In [1]:
import networkx as nx
import matplotlib.pyplot as plt
import operator
import random

Create a graph named facebook from the Facebook data in file facebook-links.txt. As above, use the Graph class.

In [2]:
facebook = nx.Graph()

File facebook-links.txt contains a list of all of the user-to-user links from the Facebook New Orleans networks. 
These links are undirected on Facebook.

Format: Each line contains two numeric user identifiers, 
meaning the second user appeared in the first user's friend list, 
and the first user appeared in the second user's friend list. 
Finally, the third column is a UNIX timestamp with the time of link establishment 
(if it could be determined, otherwise it is unavailable).

In [3]:
def open_source_file(filename):
    with open (filename,"r") as file:
        if filename == "../data/facebook-links.txt":
            content = file.readlines()
            for i in range(len(content)):
                point1 = content[i].split("\t")[0]
                if point1 not in facebook:
                    facebook.add_node(point1)
                point2 = content[i].split("\t")[1]
                if point2 not in facebook:
                    facebook.add_node(point2)
                facebook.add_edge(point1,point2)
        elif filename == "../data/facebook-links.txt":
            result = [x.strip("\n") for x in file.readlines()]
            for i in range(len(result)):
                point1 = result[i].split(" ")[0]
                if point1 not in facebook:
                    facebook.add_node(point1)
                point2 = result[i].split(" ")[1]
                if point2 not in facebook:
                    facebook.add_node(point2)
                facebook.add_edge(point1,point2)
        else:
            print ("Not a valid file, please check again")

In [4]:
open_source_file("../data/facebook-links.txt")

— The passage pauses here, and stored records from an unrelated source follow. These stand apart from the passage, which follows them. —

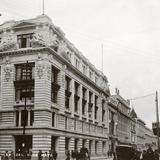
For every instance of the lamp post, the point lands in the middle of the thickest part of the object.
(157, 116)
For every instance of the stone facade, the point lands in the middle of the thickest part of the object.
(51, 96)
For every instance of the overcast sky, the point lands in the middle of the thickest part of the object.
(129, 31)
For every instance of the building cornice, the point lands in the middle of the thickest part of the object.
(51, 51)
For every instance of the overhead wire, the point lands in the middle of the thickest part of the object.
(142, 97)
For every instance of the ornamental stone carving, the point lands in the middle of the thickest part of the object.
(39, 38)
(42, 37)
(8, 42)
(63, 51)
(7, 69)
(104, 84)
(40, 67)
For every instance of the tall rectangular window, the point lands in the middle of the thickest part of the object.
(96, 107)
(90, 104)
(76, 97)
(103, 110)
(24, 40)
(25, 71)
(84, 101)
(53, 119)
(54, 84)
(67, 91)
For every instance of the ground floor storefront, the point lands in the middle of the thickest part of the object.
(27, 146)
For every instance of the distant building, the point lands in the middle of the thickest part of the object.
(112, 123)
(123, 120)
(50, 92)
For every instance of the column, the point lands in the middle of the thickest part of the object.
(19, 123)
(29, 117)
(80, 102)
(72, 98)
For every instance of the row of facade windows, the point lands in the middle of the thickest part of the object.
(24, 90)
(24, 41)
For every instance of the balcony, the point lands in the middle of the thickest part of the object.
(23, 83)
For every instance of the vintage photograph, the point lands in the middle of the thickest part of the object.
(79, 79)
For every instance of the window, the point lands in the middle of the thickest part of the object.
(24, 117)
(66, 123)
(25, 71)
(103, 111)
(24, 40)
(22, 93)
(84, 69)
(90, 74)
(54, 75)
(75, 124)
(96, 147)
(90, 104)
(76, 97)
(84, 101)
(53, 142)
(53, 119)
(17, 118)
(96, 79)
(75, 144)
(104, 147)
(54, 85)
(76, 63)
(96, 107)
(31, 117)
(66, 143)
(67, 91)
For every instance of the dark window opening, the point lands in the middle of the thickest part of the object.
(17, 118)
(67, 91)
(24, 117)
(96, 107)
(22, 93)
(53, 119)
(25, 71)
(24, 40)
(54, 76)
(66, 143)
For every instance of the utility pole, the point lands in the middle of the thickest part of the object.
(102, 56)
(157, 116)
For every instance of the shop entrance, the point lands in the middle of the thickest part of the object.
(23, 146)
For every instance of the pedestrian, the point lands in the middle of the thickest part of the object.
(54, 154)
(45, 156)
(40, 155)
(144, 155)
(114, 156)
(50, 156)
(149, 154)
(156, 155)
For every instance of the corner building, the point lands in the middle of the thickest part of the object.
(51, 96)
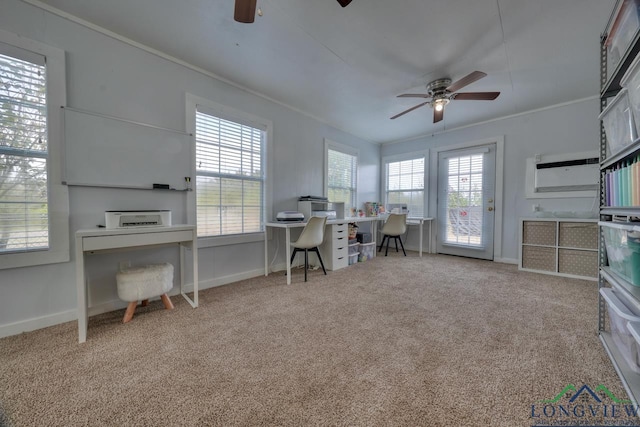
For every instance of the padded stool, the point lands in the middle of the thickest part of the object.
(141, 283)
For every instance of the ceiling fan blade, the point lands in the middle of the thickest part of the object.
(245, 11)
(414, 95)
(409, 110)
(476, 96)
(466, 80)
(438, 115)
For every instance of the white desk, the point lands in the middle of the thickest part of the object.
(420, 222)
(106, 240)
(289, 225)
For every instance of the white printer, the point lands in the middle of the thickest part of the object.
(124, 219)
(291, 216)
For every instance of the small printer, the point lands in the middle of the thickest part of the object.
(125, 219)
(290, 216)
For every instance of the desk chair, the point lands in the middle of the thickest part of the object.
(311, 237)
(395, 226)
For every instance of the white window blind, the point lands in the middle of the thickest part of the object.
(405, 185)
(342, 171)
(24, 213)
(229, 176)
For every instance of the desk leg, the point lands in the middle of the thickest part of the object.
(266, 258)
(196, 282)
(421, 223)
(430, 233)
(194, 250)
(374, 236)
(81, 291)
(288, 254)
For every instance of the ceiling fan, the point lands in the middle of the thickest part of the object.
(245, 10)
(442, 91)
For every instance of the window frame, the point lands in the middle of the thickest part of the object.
(227, 113)
(57, 192)
(400, 158)
(345, 149)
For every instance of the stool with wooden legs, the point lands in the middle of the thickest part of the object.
(141, 283)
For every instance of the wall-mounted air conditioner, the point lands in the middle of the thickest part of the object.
(567, 175)
(562, 175)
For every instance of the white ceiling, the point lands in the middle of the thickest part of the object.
(347, 66)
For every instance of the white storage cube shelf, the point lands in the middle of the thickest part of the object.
(619, 124)
(620, 314)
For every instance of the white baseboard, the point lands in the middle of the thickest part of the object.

## Graph basic information

In [5]:
def show_basic_info(graph):
    print(nx.info(graph))

In [6]:
show_basic_info(facebook)

Name: 
Type: Graph
Number of nodes: 63731
Number of edges: 817090
Average degree:  25.6418


## friends set 

Returns a set of the friends of the given user, in the given graph.
The parameter 'user' is the string name of a person in the graph.

In [7]:
def friends(graph, user):
    return set(graph.neighbors(user))

## friends of friends set

Returns a set of friends of friends of the given user, in the given graph.
The result does not include the given user nor any of that user's friends.

In [8]:
def friends_of_friends(graph, user):
    f_list = set()
    friend_list = friends(graph,user)
    for friend in friend_list:
        f_list.update(set(friends(graph,friend)))
    for friend in friend_list:
        f_list.discard(friend)
    f_list.remove(user)
    return f_list

## Common friends between two users

Returns the set of friends that user1 and user2 have in common.

In [9]:
def common_friends(graph, user1, user2):
    friend_set_1 = friends(graph,user1)
    friend_set_2 = friends(graph,user2)
    return (friend_set_1 & friend_set_2)

Returns a map from each user U to the number of friends U has in common with the given user.
    The map keys are the users who have at least one friend in common with the
    given user, and are neither the given user nor one of the given user's friends.
    Take a graph G for example:
        - A and B have two friends in common
        - A and C have one friend in common
        - A and D have one friend in common
        - A and E have no friends in common
        - A is friends with D
    number_of_common_friends_map(G, "A")  =>   { 'B':2, 'C':1 }

In [10]:
def number_of_common_friends_map(graph, user):
    name_common = { str(friend) : len(common_friends(graph,str(friend),user)) for friend in friends_of_friends(graph,user) }
    return name_common

## Key list

Given a map whose values are numbers, return a list of the keys. The keys are sorted by the number they map to, from greatest to least. When two keys map to the same number, the keys are sorted by their natural sort order, from least to greatest.

In [11]:
def number_map_to_sorted_list(map):
    res = sorted(map.items(), key=lambda x: (-x[1], x[0]))
    numbers = [item[0] for item in res]
    return numbers

## Recommend  by number of common friends

Return a list of friend recommendations for the given user.The friend recommendation list consists of names of people in the graph who are not yet a friend of the given user.The order of the list is determined by the number of common friends.

In [12]:
def recommend_by_number_of_common_friends(graph, user):
    common_friends = number_of_common_friends_map(graph,user)
    return number_map_to_sorted_list(common_friends)

## Influence scoring

Returns a map from each user U to the friend influence, with respect to the given user. The map only contains users who have at least one friend in common with U, and are neither U nor one of U's friends.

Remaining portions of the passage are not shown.